While many people assume they may qualify for Medicaid in retirement, early planning is essential in determining how income and assets will affect getting benefits.
This can be truly scary for people who simply don’t know how to navigate the process.
Iddins Law Group can help empower you in your particular situation regarding Medicaid benefits.
”People need to understand that there are so many tentacles when it comes to being eligible for Medicaid that they need to plan well in advance to get those benefits,” says Robert Iddins, managing law partner of Iddins Law Group in Kent. “They need to start properly structuring this now before the years start unfolding too quickly.”
Here are three major points that Iddins Law Group wants you to know:
1. Five-year lookback window
In evaluating your eligibility for Medicaid, an applicant must disclose if they have done any gifting in the past five years. “Medicaid has a five-year lookback window, and if an applicant has done any gifting in that period, it could jeopardize their Medicaid eligibility. The ineligibility period would be based on the size of the gift,” says Iddins.
“The policy behind this is that a person can’t give away all their assets and then ask the State to pay for your care. If you do, you need to make it past the five-year lookback window,” Iddins says.
2. Income, Assets and Exempt Resources
If a person needs long-term care in a facility or if they get in-home care, it can be quite costly. “For example, if a person needs nursing home care at a cost of $10,000 per month, but their income is only $3,000 per month; that is a $7,000 per month deficit. If this person has $100,000 in liquid assets they can private pay for approximately 14 months before their funds run out. Knowing your time horizon for assets and income and which resources may be exempt is critical. It is all in the planning, and the earlier you do it the better,” says Iddins.

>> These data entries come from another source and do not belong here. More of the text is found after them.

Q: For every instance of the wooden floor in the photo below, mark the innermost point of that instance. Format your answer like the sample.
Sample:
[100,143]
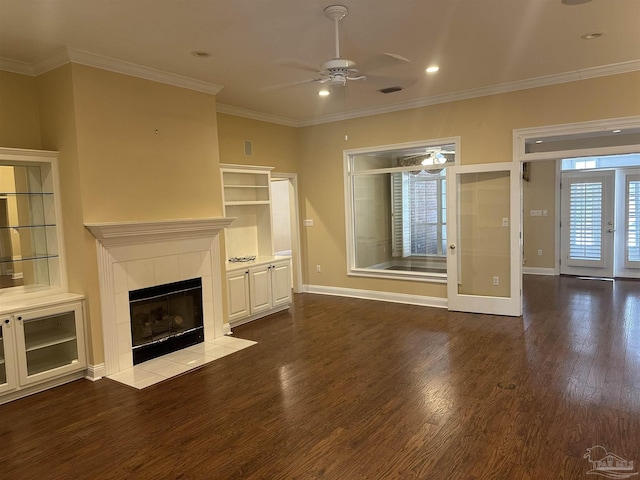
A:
[342,388]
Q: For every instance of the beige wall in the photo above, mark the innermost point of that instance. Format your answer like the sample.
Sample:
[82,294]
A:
[130,149]
[273,145]
[114,165]
[19,111]
[485,126]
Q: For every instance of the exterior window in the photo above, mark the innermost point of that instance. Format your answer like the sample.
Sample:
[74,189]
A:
[397,211]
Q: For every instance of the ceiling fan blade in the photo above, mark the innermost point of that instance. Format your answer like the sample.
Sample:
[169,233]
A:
[270,88]
[298,65]
[395,56]
[391,81]
[383,60]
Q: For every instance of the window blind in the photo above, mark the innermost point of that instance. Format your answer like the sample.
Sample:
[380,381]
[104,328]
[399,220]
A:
[633,221]
[585,221]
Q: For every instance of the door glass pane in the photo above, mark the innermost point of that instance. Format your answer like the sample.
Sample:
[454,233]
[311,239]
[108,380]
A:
[633,221]
[585,221]
[483,234]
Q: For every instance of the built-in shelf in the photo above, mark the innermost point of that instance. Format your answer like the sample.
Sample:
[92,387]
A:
[46,364]
[48,338]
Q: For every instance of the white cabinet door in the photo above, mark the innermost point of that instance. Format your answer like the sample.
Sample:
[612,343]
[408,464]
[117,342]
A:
[7,355]
[280,283]
[260,288]
[49,342]
[238,293]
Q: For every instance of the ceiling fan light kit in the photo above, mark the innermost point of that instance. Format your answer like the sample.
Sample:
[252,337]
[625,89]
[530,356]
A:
[338,71]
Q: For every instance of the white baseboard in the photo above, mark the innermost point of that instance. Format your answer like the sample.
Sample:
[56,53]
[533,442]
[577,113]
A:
[436,302]
[96,372]
[538,271]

3. Not all care facilities are the same
Many factors come into play when picking a long-term care facility for a loved one: Cost, atmosphere, level of care, and whether they accept medicaid and on what terms. Many facilities want an applicant to private pay for several years before they will accept Medicaid. If a facility says they will accept Medicaid after their private pay period, I would highly recommend getting that in writing!
Don’t be caught off guard
The bottom line is that good people can be caught off guard when they assume they’ll qualify for Medicaid, and then don’t meet the requirements.
The good news? “There are things you can do if you plan early,” Iddins says.